Initial Costs Total: $250-$450, depending on the products you choose.
A quality chinchilla pellet: Oxbow Chinchilla Food is our favorite and a 5-pound bag can be easily acquired from multiple vendors for around $10. Assuming you are feeding a single chinchilla the recommended 2-3 tbsp. of food per day, the 5-pound bag will last you about 2 months, meaning the cost for pellets will roughly average out to $5.
Safe treats: There are a ton of treats available for your chinchilla—and even some homemade stuff you can do at home. This will really vary based on the preferences of both you and your chinchilla. Another $5 per month should be enough to get healthy treats for your chinchilla—remember, it is important not to let them overdo it with the treats, so you will only be giving them sparingly!
Bathing Dust: Our favorite is Blue Cloud Dust, which costs around $9 for a 3-pound container, depending on where you buy it. You only need a small amount of dust for each bath, though it should be changed regularly … the 3-pound container should last you a long while and you should only have to replace it a few times per year.
Timothy hay (or other safe hay): Timothy hay is the most popular choice for chinchillas. It is incredibly affordable, especially if you buy it in bulk. However, the amount you will use will depend on your individual chinchilla and her preferences. You would be safe if you budgeted $5 per month for Timothy hay.
Chew sticks/blocks: These are another item that will vary in the amount you need to buy based on your chinchilla’s habits. However, they have an incredible shelf life and you can find significant savings if you buy in bulk. A $5/month budget on this front should be more than adequate.
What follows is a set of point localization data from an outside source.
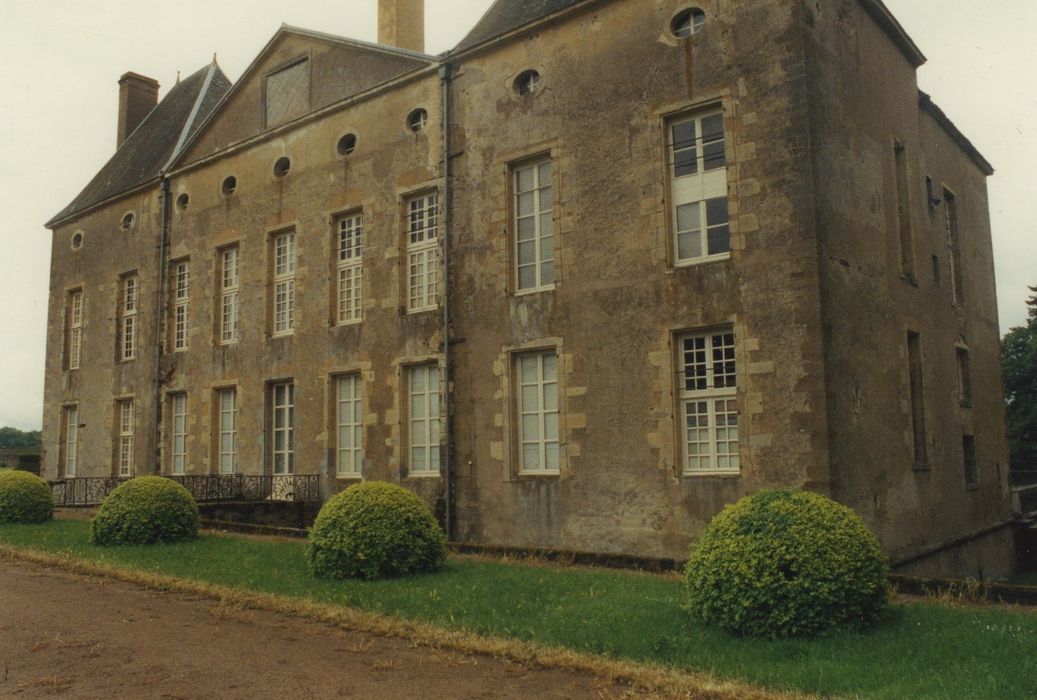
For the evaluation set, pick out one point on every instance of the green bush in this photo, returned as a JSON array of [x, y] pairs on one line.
[[24, 498], [374, 530], [784, 563], [145, 510]]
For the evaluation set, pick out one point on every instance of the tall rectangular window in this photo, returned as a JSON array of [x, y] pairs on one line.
[[129, 304], [698, 183], [282, 427], [181, 305], [69, 443], [229, 282], [917, 399], [539, 450], [349, 231], [74, 332], [226, 401], [423, 419], [124, 420], [348, 413], [178, 406], [707, 391], [954, 245], [534, 226], [284, 283], [422, 252]]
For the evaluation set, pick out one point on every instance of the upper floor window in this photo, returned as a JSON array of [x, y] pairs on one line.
[[422, 252], [698, 183], [534, 226]]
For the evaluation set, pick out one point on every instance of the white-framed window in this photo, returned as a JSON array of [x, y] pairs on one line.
[[708, 403], [178, 406], [125, 421], [348, 444], [534, 226], [284, 283], [698, 183], [536, 379], [282, 421], [229, 282], [226, 401], [75, 341], [349, 268], [423, 419], [69, 460], [181, 304], [422, 252], [129, 304]]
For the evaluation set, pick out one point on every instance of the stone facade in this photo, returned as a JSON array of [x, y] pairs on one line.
[[836, 253]]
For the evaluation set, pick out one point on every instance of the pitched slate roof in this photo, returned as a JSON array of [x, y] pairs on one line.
[[152, 145], [505, 16]]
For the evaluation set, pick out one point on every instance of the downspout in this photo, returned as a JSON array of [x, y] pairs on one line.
[[446, 76], [160, 308]]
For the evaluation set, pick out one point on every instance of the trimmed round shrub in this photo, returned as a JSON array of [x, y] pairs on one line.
[[24, 498], [145, 510], [374, 530], [783, 563]]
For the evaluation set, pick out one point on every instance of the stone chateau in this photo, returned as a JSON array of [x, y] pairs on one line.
[[580, 282]]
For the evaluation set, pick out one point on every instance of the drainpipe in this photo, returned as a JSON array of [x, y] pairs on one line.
[[160, 308], [445, 77]]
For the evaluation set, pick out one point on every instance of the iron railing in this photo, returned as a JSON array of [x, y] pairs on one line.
[[205, 488]]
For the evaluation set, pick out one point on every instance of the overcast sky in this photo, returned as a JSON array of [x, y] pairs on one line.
[[60, 60]]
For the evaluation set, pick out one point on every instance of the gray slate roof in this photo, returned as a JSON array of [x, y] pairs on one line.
[[504, 16], [149, 148]]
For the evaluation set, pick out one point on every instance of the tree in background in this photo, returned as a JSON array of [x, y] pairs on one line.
[[1019, 359]]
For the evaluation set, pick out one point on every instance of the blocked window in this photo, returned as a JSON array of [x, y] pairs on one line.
[[698, 183], [708, 404]]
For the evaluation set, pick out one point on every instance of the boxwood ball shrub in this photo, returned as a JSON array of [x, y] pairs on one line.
[[145, 510], [24, 498], [374, 530], [783, 563]]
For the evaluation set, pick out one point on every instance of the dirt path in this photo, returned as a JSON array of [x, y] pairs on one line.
[[78, 637]]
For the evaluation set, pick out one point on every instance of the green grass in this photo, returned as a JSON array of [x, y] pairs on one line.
[[919, 651]]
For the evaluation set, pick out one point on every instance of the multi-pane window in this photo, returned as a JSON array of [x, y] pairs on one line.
[[226, 401], [129, 304], [228, 295], [538, 416], [178, 406], [124, 420], [534, 226], [698, 174], [75, 332], [282, 427], [181, 304], [349, 233], [349, 458], [707, 390], [284, 283], [422, 252], [69, 459], [423, 419]]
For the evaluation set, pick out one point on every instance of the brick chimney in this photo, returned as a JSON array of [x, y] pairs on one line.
[[401, 24], [138, 95]]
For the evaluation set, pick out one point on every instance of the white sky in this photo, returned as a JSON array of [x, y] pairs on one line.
[[60, 60]]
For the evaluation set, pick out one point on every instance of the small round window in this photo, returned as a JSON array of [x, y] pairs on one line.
[[527, 82], [417, 119], [346, 144], [688, 22]]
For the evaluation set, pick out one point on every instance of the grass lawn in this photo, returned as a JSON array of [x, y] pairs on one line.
[[921, 650]]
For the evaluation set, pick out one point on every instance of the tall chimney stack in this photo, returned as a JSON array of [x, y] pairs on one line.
[[138, 95], [401, 24]]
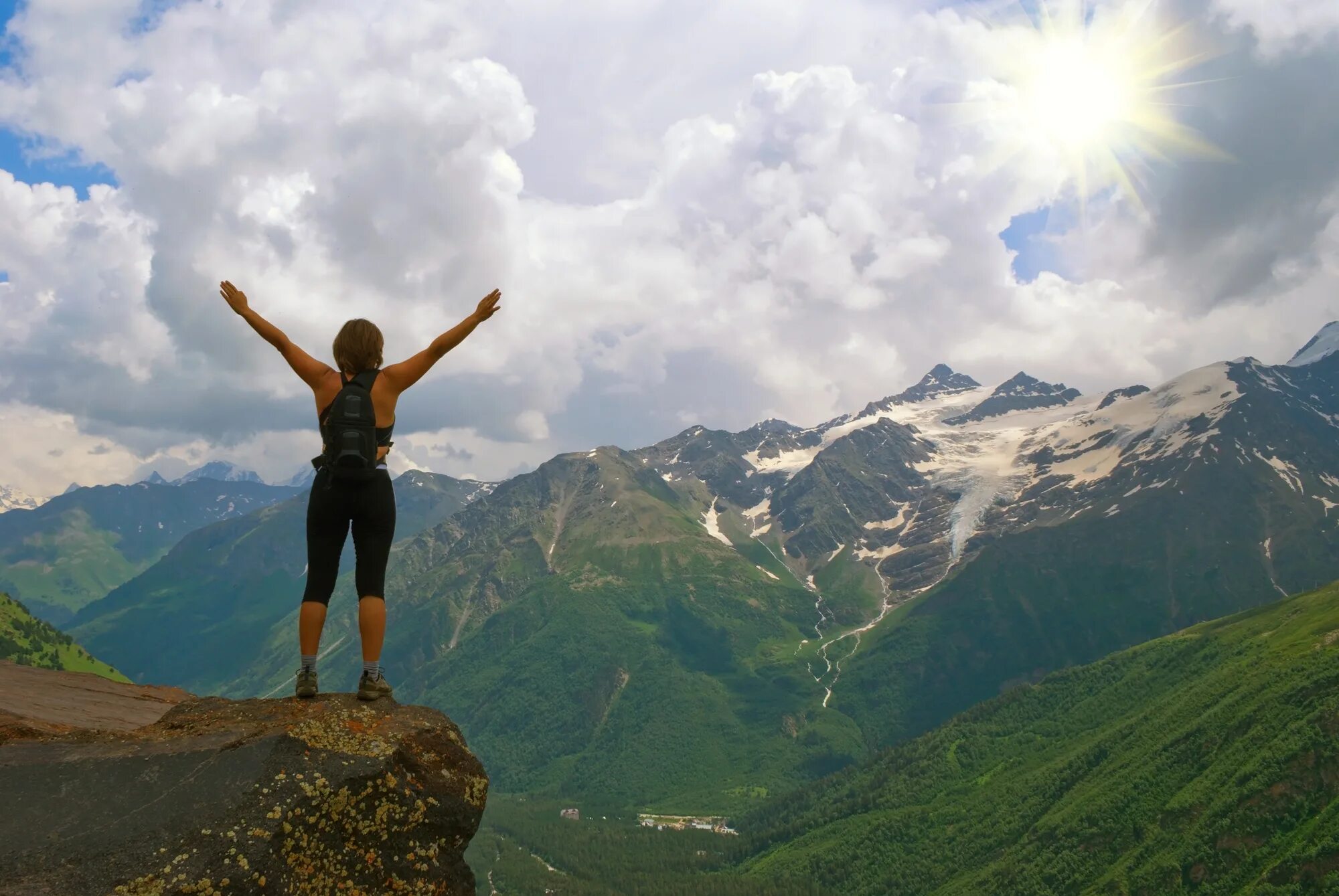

Ongoing Expenses Total: $22-ish/month
We hope that this article has been helpful in giving you perspective into chinchilla costs. Remember, the article only offers approximations and does not take into account important things like veterinary bills (will vary immensely based on where you live and health of your chinchilla) and things like travel cages. However, it is useful to start to get a baseline idea of the financial commitment involved so that you can make a responsible decision when choosing to add a chinchilla to your family.